The impact of diet on the prevention and treatment of cancer is an important area of investigation and the differential effects of caloric source—carbohydrates, protein, or fat—has been an area of particular interest. Carbohydrates provide energy but, unlike proteins and fat, also stimulate insulin signals that can be potent mitogens.
Epidemiologic studies have identified associations between diet and serum levels of insulin with cancer incidence and cancer-related morbidity in humans. Obesity increases the risk for certain types of cancers and diabetic patients treated with insulin have an increased risk of developing cancers, relative to those treated with metformin [1,2]. Experiments performed with cell culture and mouse cancer models have shown causal relations among carbohydrate availability, insulin stimulation, and cancer growth [3]. It is tempting to infer that these well-studied insulin-signaling pathways underlie these clinical observations and interventional studies to explore this are underway (www.clinicaltrials.gov). However, the causal relationship of insulin to cancer development and progression in patients is not fully established.

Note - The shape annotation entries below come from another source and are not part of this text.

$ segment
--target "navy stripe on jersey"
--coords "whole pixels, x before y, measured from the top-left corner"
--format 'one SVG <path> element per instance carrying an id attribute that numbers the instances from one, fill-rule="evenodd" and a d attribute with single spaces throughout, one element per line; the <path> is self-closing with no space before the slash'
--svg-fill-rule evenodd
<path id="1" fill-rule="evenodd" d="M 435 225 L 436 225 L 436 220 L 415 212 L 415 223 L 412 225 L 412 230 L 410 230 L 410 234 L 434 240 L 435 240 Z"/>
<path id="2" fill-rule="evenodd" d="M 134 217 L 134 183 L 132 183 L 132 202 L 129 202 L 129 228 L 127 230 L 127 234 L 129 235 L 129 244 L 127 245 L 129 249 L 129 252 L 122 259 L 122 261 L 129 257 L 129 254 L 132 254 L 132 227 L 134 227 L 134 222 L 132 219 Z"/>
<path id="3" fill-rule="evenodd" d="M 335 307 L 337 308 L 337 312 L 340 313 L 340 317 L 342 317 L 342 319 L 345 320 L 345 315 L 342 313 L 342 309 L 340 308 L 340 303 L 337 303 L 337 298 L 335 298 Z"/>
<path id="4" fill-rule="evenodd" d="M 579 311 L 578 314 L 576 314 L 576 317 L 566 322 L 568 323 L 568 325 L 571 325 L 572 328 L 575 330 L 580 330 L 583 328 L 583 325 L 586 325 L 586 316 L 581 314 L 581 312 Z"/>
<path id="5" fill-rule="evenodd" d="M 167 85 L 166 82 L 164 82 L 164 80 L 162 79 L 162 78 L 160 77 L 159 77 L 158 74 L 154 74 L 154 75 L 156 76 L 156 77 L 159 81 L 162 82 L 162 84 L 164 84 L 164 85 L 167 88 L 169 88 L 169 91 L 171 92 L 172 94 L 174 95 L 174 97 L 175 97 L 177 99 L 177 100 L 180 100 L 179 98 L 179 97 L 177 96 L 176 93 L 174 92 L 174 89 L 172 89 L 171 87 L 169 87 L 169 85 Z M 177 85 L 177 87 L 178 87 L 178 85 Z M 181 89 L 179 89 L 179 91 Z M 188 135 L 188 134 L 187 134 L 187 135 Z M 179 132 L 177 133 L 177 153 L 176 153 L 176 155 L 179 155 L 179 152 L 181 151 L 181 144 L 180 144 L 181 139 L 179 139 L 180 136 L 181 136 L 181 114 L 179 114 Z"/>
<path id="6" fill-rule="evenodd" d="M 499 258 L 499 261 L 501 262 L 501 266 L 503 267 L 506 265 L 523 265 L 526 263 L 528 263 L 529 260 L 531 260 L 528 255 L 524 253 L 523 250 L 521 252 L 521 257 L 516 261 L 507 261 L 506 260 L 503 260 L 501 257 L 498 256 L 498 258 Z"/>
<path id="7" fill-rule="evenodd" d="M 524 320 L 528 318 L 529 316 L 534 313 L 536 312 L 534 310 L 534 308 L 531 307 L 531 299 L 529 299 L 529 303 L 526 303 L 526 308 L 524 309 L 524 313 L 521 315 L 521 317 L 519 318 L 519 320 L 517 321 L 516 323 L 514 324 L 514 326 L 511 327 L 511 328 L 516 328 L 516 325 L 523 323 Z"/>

In a recent issue of Nutrition, Fine et al. [4] described a pilot study that lays the groundwork for testing the hypothesis that a carbohydrate-restricted diet will slow cancer growth in patients by decreasing the secretion and circulating levels of insulin. This was a small study but has some notable results. First, the dietary restriction of carbohydrates to less than 10% of total calorie intake is feasible in a population of patients with cancer for at least 4 wk. Importantly, the expected physiologic effect of the diet was demonstrated in participants by measuring β-hydroxybutyrate, a marker of ketosis. Second, there were no toxicities that required patients to be removed from the study, although fatigue (defined as tiredness that is not relieved with rest and that limits daily activities) was noted in half the study participants, and all participants lost weight despite the intent of a calorie-neutral diet. Third, and perhaps most intriguing, an association between the degree of ketosis and 18F-2-fluoro-2-deoxyglucose tumor uptake as measured by positron emission tomography (PET) was observed. The patients who had PET progression at 1 mo had a significantly lower relative increase of β-hydroxybutyrate compared with those who had disease that was stable or responsive by PET. The PET response is defined by a decreased 18F-2-fluoro-2-deoxyglucose uptake and not of tumor shrinkage and it should be noted that this does not reflect clinical benefit. However, this result is proof of concept that tumor glucose uptake can be stabilized and occasionally decreased with a carbohydrate-restricted diet.
There are many avenues of investigation to explore from the results of this study. Is this diet safe for extended periods in patients with cancer? Can it be combined safely with other cancer therapeutics? Will PET stable and responsive disease translate into clinical benefit? If so, can we prospectively identify these patients with biomarkers such as tumor insulin receptor expression? Insulin growth factor-1 and -2 levels were not consistently altered in this study, although it would have been useful to quantify serum levels of insulin growth factor binding proteins which act to suppress the function of these mitogens. How will diet-induced suppression of insulin levels differ from treatment with metformin or other pharmacologic agents that decrease insulin production or inhibit the insulin receptor? Will tumors with activating mutations in proteins that are downstream of insulin signals such as phosphoinositide 3-kinase (PI3K) fail to respond? Building on this well-designed clinical experiment should help us to better understand the impact of dietary changes on cancer growth and guide us to more effective treatment and prevention strategies.